# Famous Last words



## scareme (Aug 29, 2006)

I don't know why, but I have a fondness for last words. I don't know if these are true or not, so just read them for amusement. And please, if anyone knows of anymore, would you share them?

http://listverse.com/2007/08/22/20-famous-last-words/

Walt Disney-Kurt Russell

Douglas Fairbanks, Sr.-I've never felt better.

P.T. Barnum-How were the receipts today at Madison Square Garden?

Lavinia Fisher, hanged for murder on February 18, 1820, while wearing her white wedding dress gown-If any of you have a message for the Devil, give it to me, for I am about to meet him!

Errol Flynn-I've had a hell of a lot of fun and I've enjoyed every minute of it.

Frank "Tight Lips" Gusenberg, American mobster murdered as part of the Saint Valentine's Day massacre. Note: In response to a police officer who asked "Who shot you?"-Nobody shot me.

Richard Harris, actor. Note: Spoken to fellow hotel guests, as he was wheeled through the foyer by paramedics-It was the food! Don't touch the food!

Bob Hope, Note: Spoken to his wife when asked where he wanted to be buried.-Surprise me.

Terry Kath, rock musician in the band Chicago context: As he put the gun he was cleaning to his head and pulled the trigger. Though the gun had no magazine in it, Kath was unaware that a bullet was already in the chamber; he was killed instantly.-Don't worry&#8230;it's not loaded&#8230;

Boris Karloff-Walter Pidgeon.

Tom "Black Jack" Ketchum, notorious train robber, context: Said after springing up the gallow steps to his execution; the rope was too long, and he was decapitated-I'll be in Hell before you start breakfast! Let her rip!

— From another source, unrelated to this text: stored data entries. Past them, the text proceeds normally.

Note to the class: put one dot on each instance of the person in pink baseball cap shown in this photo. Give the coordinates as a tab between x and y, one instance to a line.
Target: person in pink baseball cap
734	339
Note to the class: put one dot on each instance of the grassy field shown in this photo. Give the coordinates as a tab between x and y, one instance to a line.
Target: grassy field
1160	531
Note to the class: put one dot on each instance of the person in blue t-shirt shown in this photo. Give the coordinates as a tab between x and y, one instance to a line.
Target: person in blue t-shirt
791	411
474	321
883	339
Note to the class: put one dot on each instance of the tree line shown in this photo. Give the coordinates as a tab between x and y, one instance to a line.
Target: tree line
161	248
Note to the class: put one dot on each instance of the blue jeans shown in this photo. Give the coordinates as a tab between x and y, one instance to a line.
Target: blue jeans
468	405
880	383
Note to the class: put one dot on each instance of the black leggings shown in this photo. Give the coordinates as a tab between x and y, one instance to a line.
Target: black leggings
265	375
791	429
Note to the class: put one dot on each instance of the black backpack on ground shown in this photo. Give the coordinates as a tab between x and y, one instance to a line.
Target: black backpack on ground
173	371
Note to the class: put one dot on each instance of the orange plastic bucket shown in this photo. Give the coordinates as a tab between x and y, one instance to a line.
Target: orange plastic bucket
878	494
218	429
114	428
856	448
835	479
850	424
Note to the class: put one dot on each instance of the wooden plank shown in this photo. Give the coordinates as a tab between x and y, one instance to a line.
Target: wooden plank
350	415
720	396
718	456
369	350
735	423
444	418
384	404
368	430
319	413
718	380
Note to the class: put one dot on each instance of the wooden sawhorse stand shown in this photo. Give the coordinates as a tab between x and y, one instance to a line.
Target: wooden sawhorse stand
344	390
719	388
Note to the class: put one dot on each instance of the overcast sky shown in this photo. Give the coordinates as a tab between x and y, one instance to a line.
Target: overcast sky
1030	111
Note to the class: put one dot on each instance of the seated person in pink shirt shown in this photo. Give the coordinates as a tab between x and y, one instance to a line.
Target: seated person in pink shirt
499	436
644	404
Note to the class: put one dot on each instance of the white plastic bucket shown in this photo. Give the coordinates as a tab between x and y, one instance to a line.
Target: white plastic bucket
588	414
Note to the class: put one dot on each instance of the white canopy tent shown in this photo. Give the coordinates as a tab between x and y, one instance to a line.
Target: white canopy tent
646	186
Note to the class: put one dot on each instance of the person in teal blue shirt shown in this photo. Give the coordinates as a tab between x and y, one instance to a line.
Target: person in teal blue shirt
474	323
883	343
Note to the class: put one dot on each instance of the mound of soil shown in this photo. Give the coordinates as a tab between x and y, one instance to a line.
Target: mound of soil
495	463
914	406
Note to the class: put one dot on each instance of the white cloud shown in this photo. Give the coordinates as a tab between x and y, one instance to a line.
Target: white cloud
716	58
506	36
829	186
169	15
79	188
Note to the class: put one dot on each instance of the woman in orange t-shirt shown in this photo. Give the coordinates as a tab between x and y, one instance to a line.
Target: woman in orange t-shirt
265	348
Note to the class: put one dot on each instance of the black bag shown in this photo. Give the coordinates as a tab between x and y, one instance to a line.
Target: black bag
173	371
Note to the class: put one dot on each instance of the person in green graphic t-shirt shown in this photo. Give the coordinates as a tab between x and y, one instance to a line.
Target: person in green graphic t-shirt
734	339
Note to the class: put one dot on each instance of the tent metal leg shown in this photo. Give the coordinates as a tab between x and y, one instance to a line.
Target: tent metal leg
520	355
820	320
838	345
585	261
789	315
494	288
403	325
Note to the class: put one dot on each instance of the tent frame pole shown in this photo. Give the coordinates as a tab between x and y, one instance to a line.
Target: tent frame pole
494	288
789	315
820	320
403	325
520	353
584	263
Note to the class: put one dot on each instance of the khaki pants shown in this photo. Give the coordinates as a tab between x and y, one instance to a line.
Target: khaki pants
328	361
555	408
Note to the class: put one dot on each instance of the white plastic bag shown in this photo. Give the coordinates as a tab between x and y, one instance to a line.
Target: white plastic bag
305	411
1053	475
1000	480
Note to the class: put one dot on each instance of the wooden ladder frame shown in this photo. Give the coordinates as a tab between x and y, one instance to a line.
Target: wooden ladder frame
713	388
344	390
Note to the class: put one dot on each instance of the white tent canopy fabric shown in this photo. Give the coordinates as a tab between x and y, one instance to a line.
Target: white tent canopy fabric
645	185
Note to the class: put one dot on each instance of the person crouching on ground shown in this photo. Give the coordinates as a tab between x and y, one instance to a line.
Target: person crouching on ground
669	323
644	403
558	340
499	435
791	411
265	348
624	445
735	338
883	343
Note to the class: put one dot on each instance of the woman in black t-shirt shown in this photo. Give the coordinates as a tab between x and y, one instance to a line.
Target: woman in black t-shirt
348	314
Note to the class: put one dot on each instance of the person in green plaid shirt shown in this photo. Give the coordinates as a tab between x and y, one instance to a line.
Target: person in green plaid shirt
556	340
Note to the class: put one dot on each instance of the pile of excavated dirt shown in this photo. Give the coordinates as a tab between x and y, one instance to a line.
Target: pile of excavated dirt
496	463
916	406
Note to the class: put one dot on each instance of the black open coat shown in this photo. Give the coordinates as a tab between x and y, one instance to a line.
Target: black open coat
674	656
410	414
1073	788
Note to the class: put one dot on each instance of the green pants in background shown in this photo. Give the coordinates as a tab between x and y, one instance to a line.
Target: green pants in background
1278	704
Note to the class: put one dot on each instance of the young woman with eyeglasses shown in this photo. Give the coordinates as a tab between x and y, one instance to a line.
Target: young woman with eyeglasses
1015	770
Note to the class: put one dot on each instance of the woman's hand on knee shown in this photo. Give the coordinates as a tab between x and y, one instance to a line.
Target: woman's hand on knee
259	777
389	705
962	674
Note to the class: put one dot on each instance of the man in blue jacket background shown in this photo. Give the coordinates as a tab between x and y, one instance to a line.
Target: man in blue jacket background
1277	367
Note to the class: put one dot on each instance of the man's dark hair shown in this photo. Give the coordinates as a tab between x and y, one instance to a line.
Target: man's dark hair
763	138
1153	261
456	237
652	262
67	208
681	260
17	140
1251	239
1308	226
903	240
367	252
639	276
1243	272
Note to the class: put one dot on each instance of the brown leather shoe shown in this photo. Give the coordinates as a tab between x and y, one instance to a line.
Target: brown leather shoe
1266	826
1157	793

Stan Laurel, before dying of a heart attack. [Nurse: "Oh, Mr. Laurel, do you ski?"] "No, but I'd rather be skiing than doing what I'm doing."

William Saroyan-Everybody has got to die, but I have always believed an exception would be made in my case. What now?

Mark Twain Note: Spoken to his daughter Clara-Good bye. If we meet-

H. G. Wells Note: Wells did not realize he was dying.-Go away. I'm all right.


----------



## RoxyBlue (Oct 6, 2008)

Here's the funniest one in the article:

_"Now, now, my good man, this is no time for making enemies." (said by Voltaire when asked by a priest to renounce Satan.)_

When Henry David Thoreau was dying of tuberculosis, his aunt asked him if he was at peace with God. His response was "I was not aware that we had quarreled." The last clear thing he said was, "Now comes good sailing," and then two words: "moose" and "Indian."


----------



## scareme (Aug 29, 2006)

I'd like to think I would go out like Richard Harris, making a joke. 

I'd also like to know what Bela Lugosi's last words were.


----------